お姉ちゃん、二人からの寄付をありがたく受け取らせて貰う事にするね♪」


ムーホとステイの熱意に負けたランカは、熱くなった目頭をスッと拭うと、

二人からの寄付を感謝を込めて受け取る事に決めた。


「............」


げ、激あつだな、少年、少女よ。


それにミュミュも、サオリナさんとギルマスも......。


な、なんかさ、これじゃあ、まるで俺がみんなから非道にお金を巻き上げようと

している極悪人にしか見えないんですけどっ!?


俺だって...俺だってさ、極悪人扱いされるよりも、ランカさんから沢山の感謝、

感激、雨あられの言葉を頂き得たいですぞっ!


よし、ならば......!


俺は眼をキランと輝かせると、


「はあぁぁぁいっ!俺もナイスバ......ゲフン、ランカさんに寄付しまぁぁぁすっ!」


盛大な勢いでに右手をビシッと天に突き出すように挙手して、自分もランカさんに

寄付したいと声を高くする。


が、


「アホかぁぁぁあぁぁっ!お前がこの中で、一番寄付を申し出ちゃいけねぇ人物

だろうがぁぁあぁぁぁっ!!」


俺のそんな儚い願いも虚しく、顔を真っ赤にして激お怒りのギルマスから

ド正論過ぎる言葉を叩きつけられ、俺の申し出はあえなく却下されてしまった。


「う、うぐ...。
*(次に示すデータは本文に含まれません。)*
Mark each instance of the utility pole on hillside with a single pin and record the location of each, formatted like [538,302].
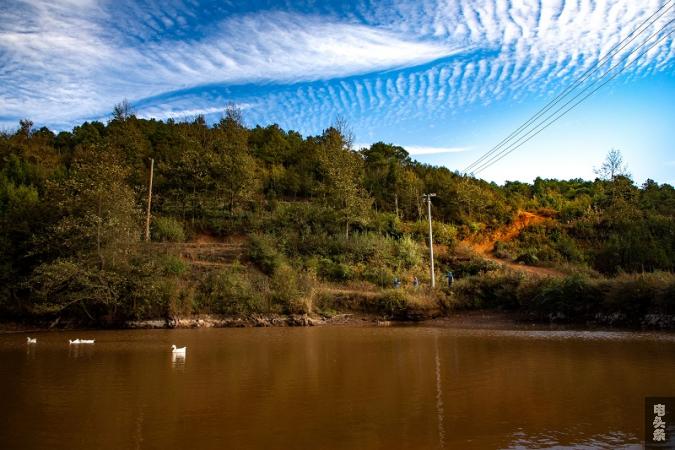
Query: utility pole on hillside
[147,216]
[427,197]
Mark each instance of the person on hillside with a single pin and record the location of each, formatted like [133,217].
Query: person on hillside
[450,277]
[397,282]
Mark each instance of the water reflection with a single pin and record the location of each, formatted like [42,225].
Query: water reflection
[178,360]
[439,397]
[80,351]
[331,388]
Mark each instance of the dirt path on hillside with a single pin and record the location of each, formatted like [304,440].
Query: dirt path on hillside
[485,246]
だ、だがよ、ギルマス!俺だって...俺だってランカさんから

熱烈なる感謝をされたいんだよっ!なのに、この空気感...これじゃ、俺の立場は

完全に泣いているものから極悪非道に金を巻き上げる悪者じゃねえかっ!」


俺はこの現在状況に納得がいかないと、駄々を捏ねまくって抗議すると、


「何を言っているんですか、レンヤさん。あなたの慈悲が一番感謝なんですよ!

あなたの慈悲がなければ、わたしは受付孃をクビどころか、もっと酷い状況化に

落ちいっていたかもしれないんですから!だからそんな事を言わないで下さい!」


そんな俺にランカさんが近づいて来て俺の両手をグッと握ると、ウルウルさせた

瞳で俺を顔をジッと見つめながら、感謝の込もった言葉(おもい)を伝えてくる。